Hoy vemos con preocupación cómo algunos, ante la evidencia de gestiones ineficientes o el despilfarro de recursos, prefieren la lealtad ciega sobre el bienestar común. Sin embargo, el rumbo de una nación no puede quedar en manos de quienes justifican el error por afinidad emocional.
El ciudadano pragmático: el verdadero norte
El sector de los indecisos es el objetivo estratégico. No son personas desinformadas; por el contrario, son ciudadanos que analizan resultados y evalúan consecuencias. No se mueven por dogmas, sino por aquello que garantiza su bienestar, el de sus familias y el progreso colectivo.
Este es un votante pragmático. Aunque rechaza los extremos, tiene claros sus principios innegociables: libertad, seguridad, orden y economía de mercado. Posee la serenidad para conservar lo que funciona y la firmeza para rechazar proyectos de estatismo asfixiante que amenacen sus ahorros, su propiedad privada y su futuro. Es en este segmento donde el esfuerzo por sumar voluntades a la ‘causa patriota’ rinde sus mejores frutos.
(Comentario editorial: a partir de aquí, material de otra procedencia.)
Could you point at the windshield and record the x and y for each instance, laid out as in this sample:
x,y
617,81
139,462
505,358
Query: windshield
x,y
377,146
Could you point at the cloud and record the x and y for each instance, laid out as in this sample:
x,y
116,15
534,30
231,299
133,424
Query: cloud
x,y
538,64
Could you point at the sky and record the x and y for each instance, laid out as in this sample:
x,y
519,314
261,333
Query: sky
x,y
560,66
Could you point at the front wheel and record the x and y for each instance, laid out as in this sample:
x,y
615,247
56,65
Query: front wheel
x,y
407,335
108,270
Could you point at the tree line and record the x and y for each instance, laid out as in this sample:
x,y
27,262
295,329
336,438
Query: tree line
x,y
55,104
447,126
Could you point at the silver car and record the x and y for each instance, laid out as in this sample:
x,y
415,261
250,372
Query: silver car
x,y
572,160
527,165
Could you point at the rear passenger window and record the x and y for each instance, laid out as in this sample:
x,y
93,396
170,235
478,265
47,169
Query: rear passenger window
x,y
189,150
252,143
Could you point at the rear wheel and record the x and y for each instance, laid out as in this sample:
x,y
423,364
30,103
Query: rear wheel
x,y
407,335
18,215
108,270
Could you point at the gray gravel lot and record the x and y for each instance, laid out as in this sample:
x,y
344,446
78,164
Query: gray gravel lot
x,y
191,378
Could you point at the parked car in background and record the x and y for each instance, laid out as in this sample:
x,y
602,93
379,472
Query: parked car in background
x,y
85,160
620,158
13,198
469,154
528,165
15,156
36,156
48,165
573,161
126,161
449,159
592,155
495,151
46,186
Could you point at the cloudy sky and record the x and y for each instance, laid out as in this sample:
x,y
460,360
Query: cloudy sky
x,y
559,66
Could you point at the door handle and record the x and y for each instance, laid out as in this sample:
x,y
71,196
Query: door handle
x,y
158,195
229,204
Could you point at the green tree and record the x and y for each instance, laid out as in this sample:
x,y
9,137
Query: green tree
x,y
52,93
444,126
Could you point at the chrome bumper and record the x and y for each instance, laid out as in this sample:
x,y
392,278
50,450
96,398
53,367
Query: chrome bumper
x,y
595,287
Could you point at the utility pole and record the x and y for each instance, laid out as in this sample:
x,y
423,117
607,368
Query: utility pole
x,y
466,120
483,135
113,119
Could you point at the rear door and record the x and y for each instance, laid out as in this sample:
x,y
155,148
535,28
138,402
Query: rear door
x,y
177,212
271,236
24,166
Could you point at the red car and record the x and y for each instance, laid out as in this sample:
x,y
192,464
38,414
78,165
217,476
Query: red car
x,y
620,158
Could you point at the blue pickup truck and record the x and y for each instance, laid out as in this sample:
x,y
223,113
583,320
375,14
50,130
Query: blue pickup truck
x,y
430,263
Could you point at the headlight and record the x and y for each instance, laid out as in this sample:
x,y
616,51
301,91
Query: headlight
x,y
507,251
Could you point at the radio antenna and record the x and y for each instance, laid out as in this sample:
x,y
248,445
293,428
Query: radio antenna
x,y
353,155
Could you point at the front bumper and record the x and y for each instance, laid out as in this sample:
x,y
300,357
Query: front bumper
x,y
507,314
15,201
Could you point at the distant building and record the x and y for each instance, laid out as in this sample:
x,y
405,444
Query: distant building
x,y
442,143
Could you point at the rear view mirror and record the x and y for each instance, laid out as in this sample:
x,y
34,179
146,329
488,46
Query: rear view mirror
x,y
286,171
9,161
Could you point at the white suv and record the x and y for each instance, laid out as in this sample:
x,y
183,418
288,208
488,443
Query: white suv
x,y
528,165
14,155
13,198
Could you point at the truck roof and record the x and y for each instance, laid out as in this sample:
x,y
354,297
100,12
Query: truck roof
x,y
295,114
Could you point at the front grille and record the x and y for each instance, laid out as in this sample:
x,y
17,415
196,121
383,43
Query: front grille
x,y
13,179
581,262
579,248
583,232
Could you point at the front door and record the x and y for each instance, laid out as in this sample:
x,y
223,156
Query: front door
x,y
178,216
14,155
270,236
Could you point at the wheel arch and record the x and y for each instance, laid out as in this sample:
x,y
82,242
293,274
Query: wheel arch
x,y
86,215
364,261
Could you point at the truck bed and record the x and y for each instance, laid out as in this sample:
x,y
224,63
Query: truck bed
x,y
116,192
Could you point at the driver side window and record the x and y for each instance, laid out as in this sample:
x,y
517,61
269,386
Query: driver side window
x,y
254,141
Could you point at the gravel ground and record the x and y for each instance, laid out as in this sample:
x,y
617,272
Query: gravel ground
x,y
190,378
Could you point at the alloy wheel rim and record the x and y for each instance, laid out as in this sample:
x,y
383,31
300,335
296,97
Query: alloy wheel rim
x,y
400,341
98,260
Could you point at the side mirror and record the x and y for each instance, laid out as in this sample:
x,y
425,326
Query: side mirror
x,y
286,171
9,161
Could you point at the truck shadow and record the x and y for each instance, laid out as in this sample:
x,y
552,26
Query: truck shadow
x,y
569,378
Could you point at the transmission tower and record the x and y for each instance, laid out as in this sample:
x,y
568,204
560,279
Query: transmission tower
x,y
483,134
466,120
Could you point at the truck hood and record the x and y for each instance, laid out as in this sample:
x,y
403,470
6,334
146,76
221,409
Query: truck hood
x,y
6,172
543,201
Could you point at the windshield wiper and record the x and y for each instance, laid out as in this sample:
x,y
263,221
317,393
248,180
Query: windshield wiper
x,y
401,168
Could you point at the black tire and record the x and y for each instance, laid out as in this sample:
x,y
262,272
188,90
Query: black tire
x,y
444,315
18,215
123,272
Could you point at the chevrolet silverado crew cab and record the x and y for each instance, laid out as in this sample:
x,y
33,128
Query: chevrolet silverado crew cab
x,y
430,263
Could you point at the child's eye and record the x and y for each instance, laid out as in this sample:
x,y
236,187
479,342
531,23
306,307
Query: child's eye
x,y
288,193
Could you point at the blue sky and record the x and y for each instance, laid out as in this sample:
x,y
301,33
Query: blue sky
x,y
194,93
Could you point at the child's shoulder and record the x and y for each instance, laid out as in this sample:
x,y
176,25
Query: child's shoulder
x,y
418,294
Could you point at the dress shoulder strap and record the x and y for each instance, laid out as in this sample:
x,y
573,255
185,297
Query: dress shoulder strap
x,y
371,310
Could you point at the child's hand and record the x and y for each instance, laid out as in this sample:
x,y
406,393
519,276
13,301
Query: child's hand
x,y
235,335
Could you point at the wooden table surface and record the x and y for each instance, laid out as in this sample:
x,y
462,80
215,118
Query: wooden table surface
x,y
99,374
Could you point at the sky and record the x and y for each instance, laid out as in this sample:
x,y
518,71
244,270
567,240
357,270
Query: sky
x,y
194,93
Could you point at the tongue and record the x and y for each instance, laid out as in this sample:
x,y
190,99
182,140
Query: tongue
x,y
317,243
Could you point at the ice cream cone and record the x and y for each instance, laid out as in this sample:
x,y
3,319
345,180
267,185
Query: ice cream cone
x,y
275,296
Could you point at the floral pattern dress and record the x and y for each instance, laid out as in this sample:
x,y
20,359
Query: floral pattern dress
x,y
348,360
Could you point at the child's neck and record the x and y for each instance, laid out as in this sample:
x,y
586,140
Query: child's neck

Votos reales para una democracia sólida
Las elecciones no se ganan con ruido ni con encuestas de opinión; se ganan con votos efectivos. La historia demuestra que el destino de un país no lo dicta el ‘voto duro’ de las maquinarias, sino el ciudadano moderado que, desde las urnas, inclina la balanza en silencio por lo que conviene al país.
El futuro de Colombia se define hoy en la conquista del voto inteligente. Por eso, desgastarse en discusiones circulares con radicales es ‘quemar pólvora en gallinazos’. El éxito no está en vencer al fanático en una discusión, sino en convencer al escéptico con argumentos de peso.
Defender la libertad es asegurar el futuro
Los proyectos de corte populista o radical rara vez son mayoría por sí solos; su estrategia siempre ha sido seducir al moderado con promesas de cambio que terminan en la erosión de las instituciones. Nuestra tarea es impedir que el indeciso sea atraído por modelos que concentran el poder y debilitan las libertades individuales.
Debemos hablar con nuestro entorno —el vecino, el amigo, el colega, el familiar y el trabajador independiente— para recordarles que preservar a Colombia implica defender la institucionalidad frente a cualquier intento de imponer agendas que, como bien sabemos, no representan los principios ni las necesidades del país, como la candidatura de Iván Cepeda Castro.
Al abstenerse de votar, el ciudadano no castiga al sistema; simplemente entrega el poder de decisión a otros. Recuperar una libertad perdida puede tomar generaciones, pero defenderla a tiempo es un deber ciudadano. Vote para proteger el modelo de vida que garantiza nuestras libertades y nuestra democracia.
Si usted no elige, otros decidirán por usted, y podrían hacerlo para restringir los derechos y libertades que hoy garantiza la democracia.
Pregúntese qué quiere para Colombia: una nación de libertades, instituciones y democracia, o un modelo que conduzca al autoritarismo, la división y el deterioro del país.
No pierda tiempo alimentando conflictos promovidos por fanatismos; dedíquelo a convencer a quienes aún están indecisos. Así gana Colombia.